Between proofreading Middle Babe's essay for her college class in Biomedical Ethics (which defends the sale of human organs) and catching up on correspondence with the press for a conference on female clergy last night, I managed to snack my way through half a candy necklace, left over from Halloween.

The necklace was classic, featuring pastel-colored powdery disks strung on a elastic string, exactly as I remembered from my own childhood. To get each candy bead off, it was necessary to bite down, breaking it in half. Though my internal health nut looked on in horror (tooth decay!!! simple carbohydrates! empty calories!!!) primal instinct kicked in.

A joyous munching of flavored sugar ensued...until the powdered confection melted and it was time to snap off a new bead.

Those who know me would surely be shocked to hear that I was eating candy close to midnight and frankly, I'm not sure how the candy necklace came to be between my teeth. Perhaps slicing the new Macoun apples on my kitchen counter seemed too taxing and wasn't the necklace -- discovered draped suggestively on a desk in Middle Babe's room -- begging to be bitten?

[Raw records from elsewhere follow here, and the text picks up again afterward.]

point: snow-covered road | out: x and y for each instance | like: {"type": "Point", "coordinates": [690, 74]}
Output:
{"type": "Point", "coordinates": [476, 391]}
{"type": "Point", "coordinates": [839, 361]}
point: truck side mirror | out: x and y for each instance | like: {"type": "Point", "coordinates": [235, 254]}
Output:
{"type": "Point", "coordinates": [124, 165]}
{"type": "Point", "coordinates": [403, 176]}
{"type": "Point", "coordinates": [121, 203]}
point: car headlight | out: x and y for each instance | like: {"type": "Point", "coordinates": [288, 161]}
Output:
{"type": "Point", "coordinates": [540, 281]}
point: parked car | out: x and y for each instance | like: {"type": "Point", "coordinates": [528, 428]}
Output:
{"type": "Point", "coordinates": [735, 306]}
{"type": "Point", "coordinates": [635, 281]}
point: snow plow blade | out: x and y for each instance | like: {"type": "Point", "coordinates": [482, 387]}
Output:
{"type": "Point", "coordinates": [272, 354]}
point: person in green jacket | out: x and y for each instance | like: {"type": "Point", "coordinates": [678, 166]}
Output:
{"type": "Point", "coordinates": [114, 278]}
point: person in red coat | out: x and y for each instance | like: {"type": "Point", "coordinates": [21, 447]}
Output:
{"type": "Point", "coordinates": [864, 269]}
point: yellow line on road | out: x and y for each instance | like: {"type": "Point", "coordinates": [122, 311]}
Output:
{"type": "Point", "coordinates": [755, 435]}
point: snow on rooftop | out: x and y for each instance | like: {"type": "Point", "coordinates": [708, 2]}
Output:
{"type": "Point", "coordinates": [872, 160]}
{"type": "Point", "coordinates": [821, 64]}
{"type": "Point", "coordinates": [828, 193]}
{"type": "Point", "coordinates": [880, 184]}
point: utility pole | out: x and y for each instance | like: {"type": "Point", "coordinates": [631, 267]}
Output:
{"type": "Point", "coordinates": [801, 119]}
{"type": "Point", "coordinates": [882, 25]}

As I ponder this puzzle by the light of day, I think about yesterday -- a manic Monday framed by two separate phone conversations with loved ones on a similar theme: their sadness, even despondency in the face of disappointment from friends. And while my morning caller vented her feelings of rage and betrayal in the face of unrequited loyalty from a long-term friendship, my evening caller sounded emotionally depleted by his realization that a more recent friend lacked the most basic sense of personal responsibility towards him.

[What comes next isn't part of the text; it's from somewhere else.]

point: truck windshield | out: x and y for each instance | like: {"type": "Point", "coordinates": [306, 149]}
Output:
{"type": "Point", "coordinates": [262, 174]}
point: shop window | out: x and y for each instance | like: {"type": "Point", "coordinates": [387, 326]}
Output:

Dealing with heartache is draining; indeed, I've done my share of venting to the point where I was sick of hearing my own voice. As someone who loves and lives by language, I am nevertheless struck by the human need to use words to quantify, examine, contain and ultimately transcend our pain. Clinging to words, working in words, trading in words, dreaming in words, I am still continually surprised that tears alone do not suffice when they are such a spontaneous expression of our grief. Proponents of psychotherapy talk about the talking cure where words become the rungs of a ladder we construct for our emotional and spiritual redemption or the beads of a candy necklace that we string for our comfort, to be eaten in case of emergency.

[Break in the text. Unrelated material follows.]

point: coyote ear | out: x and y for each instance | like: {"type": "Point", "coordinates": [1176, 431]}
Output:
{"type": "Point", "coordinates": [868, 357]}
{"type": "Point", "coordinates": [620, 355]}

We use words to rationalize our actions, to construct our arguments. The problem with sanctioning the sale of human organs rests in the notion of the slippery slope, admitted Middle Babe in her Biomedical Ethics paper. While the case can be made for the sale of kidneys from living donors, imagine the possibility that a poor family might consider selling a vital organ -- the heart, for instance -- of one of their members in a desperate and sacrificial bid to keep the entire group from starving.

Such an act of obscene indifference to human life arouses horror in all people of conscience and the ghoulishness of this scenario is obviously extreme. But in truth, human hearts are sold all the time, ripped out of their living hosts, traded for something that masquerades as salvation.

By the light of day, I note a half-eaten candy necklace next to my computer. Nothing has changed and everything has changed. The world remains full of heartache yet it is also true that creation has renewed itself through the dawning of a new day. The blank slate of the new day poses a tantalizing opportunity.

I drop the limp candy necklace in the trash.